Transmission electron microscopy (TEM)

Electron microscopy was used to evaluate morphological changes of HEp-2 cells incubated with S. haemolyticus strains. The cells, after 3 h-infection, were washed three times with PBS and harvested by trypsinization. Next, they were centrifuged at 1,500×g for 15 min, fixed with 2.5 % glutaraldehyde in 0.1 M phosphate buffer for 1 h, washed with phosphate buffer, postfixed with 1 % OsO4, gradually dehydrated in series of acetone, and embedded in Epon (Choi et al. 2005). The samples were sliced into 70-nm sections, stained with uranyl acetate and examined with a transmission electron microscope (JEM 1200 EXII) TEM at accelerating voltage of 80 kV.

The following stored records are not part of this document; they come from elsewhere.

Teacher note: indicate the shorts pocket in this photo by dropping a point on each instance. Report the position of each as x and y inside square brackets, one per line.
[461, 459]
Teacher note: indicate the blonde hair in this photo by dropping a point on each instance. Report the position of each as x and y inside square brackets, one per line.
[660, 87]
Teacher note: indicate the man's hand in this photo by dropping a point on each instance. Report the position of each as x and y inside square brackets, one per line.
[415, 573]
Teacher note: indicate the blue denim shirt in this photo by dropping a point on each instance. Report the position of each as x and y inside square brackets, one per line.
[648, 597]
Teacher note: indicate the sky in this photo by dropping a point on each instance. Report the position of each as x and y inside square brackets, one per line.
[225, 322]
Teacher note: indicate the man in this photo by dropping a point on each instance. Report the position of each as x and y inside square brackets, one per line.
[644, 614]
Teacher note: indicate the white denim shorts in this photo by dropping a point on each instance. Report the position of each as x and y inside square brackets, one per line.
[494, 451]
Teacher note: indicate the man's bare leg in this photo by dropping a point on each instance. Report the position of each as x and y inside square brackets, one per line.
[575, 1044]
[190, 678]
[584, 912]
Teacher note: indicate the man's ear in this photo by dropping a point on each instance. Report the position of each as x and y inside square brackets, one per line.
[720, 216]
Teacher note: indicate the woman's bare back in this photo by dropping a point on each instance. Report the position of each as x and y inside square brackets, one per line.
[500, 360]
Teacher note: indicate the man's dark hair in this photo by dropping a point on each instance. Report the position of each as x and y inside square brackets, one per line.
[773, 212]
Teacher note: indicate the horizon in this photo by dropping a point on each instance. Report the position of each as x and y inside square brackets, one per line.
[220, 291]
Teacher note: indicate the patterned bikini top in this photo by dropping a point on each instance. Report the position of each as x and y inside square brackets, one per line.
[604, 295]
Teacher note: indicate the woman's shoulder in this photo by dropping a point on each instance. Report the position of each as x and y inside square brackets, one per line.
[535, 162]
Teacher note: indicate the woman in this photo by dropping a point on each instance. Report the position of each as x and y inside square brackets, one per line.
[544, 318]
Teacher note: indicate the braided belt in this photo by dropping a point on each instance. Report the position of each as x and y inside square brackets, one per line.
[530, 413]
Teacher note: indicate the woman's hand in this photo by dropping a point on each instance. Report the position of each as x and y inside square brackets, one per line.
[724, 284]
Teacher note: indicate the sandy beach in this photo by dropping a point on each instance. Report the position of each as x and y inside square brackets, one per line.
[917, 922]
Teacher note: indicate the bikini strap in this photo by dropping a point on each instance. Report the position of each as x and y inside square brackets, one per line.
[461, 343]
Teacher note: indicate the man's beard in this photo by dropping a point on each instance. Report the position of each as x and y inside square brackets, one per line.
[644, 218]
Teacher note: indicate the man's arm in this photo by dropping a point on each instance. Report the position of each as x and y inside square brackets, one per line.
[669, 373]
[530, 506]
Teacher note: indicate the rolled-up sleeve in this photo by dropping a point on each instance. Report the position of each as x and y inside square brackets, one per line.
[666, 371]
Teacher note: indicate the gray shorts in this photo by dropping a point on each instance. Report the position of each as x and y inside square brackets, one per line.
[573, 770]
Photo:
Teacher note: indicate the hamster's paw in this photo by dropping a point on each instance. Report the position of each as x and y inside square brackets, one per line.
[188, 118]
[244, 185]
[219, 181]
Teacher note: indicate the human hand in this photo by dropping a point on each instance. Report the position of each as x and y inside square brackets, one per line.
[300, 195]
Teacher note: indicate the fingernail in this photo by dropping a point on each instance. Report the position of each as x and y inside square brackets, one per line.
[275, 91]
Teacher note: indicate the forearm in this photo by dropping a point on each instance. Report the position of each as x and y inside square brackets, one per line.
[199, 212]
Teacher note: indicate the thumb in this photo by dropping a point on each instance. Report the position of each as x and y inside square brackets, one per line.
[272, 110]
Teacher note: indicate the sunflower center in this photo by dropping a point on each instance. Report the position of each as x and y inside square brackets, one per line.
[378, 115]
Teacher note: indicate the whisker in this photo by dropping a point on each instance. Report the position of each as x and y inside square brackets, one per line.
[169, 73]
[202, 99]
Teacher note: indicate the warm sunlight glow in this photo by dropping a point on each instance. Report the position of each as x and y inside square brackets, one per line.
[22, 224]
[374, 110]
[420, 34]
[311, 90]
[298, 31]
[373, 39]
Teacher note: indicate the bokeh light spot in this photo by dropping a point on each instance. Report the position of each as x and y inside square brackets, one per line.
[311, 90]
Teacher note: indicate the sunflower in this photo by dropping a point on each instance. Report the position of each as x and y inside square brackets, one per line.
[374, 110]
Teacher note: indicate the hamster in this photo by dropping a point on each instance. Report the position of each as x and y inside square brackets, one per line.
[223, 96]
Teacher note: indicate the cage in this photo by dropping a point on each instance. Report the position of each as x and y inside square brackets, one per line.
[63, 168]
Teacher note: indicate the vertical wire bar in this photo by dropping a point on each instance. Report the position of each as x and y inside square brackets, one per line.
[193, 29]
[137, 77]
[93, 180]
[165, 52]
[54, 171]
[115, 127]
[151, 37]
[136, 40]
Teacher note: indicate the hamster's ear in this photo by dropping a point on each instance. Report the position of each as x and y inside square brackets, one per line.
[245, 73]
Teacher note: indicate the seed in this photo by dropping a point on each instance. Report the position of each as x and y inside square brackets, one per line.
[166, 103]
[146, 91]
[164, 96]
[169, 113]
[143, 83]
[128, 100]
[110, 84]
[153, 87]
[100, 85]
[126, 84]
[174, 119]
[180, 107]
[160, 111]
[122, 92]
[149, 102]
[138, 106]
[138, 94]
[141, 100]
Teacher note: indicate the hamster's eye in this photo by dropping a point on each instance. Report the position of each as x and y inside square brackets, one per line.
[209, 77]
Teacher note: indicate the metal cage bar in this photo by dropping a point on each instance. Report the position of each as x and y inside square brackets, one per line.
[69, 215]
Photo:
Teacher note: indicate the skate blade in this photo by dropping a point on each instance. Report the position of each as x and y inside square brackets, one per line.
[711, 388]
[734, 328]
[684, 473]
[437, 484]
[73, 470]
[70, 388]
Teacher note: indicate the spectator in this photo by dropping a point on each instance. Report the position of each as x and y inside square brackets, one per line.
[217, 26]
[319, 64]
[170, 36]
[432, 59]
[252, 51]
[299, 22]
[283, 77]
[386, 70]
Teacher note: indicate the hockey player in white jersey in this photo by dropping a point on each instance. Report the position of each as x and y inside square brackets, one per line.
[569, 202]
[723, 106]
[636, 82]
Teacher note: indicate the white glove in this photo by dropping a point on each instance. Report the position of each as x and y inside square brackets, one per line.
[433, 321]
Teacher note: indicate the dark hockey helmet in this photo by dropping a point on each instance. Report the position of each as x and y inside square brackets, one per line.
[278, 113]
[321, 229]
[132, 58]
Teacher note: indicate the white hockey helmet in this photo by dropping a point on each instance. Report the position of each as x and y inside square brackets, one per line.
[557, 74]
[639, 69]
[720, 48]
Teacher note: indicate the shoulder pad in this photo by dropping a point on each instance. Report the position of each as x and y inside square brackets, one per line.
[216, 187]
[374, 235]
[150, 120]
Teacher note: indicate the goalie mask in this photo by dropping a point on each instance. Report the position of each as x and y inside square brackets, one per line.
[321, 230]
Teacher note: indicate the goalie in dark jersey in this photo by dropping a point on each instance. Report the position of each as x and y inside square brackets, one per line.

Determination of exoenzymes activity

We analysed the activity of extracellular enzymes that may act as putative virulence factors: lipase, lecithinase (phospholipase) and serine protease. Lipase activity was detected on TSB agar (TSA) enriched with 0.01 % CaCl2 × 2H2O and 1 % Tween 80 (Difco). Lipolytic activity was indicated by the appearance of a precipitation zone resulting from the deposition of crystals formed with calcium salt and fatty acids generated by the enzyme (Kumar et al. 2012). Lecithinase activity was examined on BHI agar supplemented with 10 % (vol/vol) egg-yolk (Karasawa et al. 2003). Inoculated plates were incubated for 48 h at 35 °C and 24 h at room temperature. Lecithinase activity was characterized by a transparent zone around colonies. Production of serine protease was determined on TSA supplemented with 5 % (w/v) casein (Lucas and Manna 2013). The activity was observed as a transparent zone surrounding the bacteria colonies.

Statistical analysis

The data were presented as mean ± standard deviation from two independent experiments performed in duplicate. A one-way analysis of variance ANOVA with Tukey’s post hoc test at the significance level P < 0.05 was performed. The linear regression analysis was used to examine pairwise correlation between the AI, cytotoxicity, the Pearson correlation coefficient was determined. P values of <0.05 were considered statistically significant. The statistical analysis was performed using Statistica PL software (StatSoft Poland Inc., USA).

Results

Antibiotic resistance of S. haemolyticus strains

All S. haemolyticus strains were resistant to oxacillin. The mecA gene was present in all the strains. Resistance to vancomycin, teicoplanin and linezolid was not detected. Analysis of the antibiotic resistance of the strains showed that all of them were multiresistant i.e., expressing resistance to more than three different classes of antibiotics, in addition to β-lactams. Erythromycin resistance was found for 28 (93 %) strains. We observed resistance to gentamycin for 40 % of strains, tobramycin (33 %), trimethoprim/sulfamethoxazole (56 %), clindamycin (50 %) and tetracycline (36 %). Only two strains (7 %) exhibited resistance to rifampicin. Resistance to ciprofloxacin, norfloxacin and levofloxacin was revealed respectively by 53, 36 and 30 % of the strains.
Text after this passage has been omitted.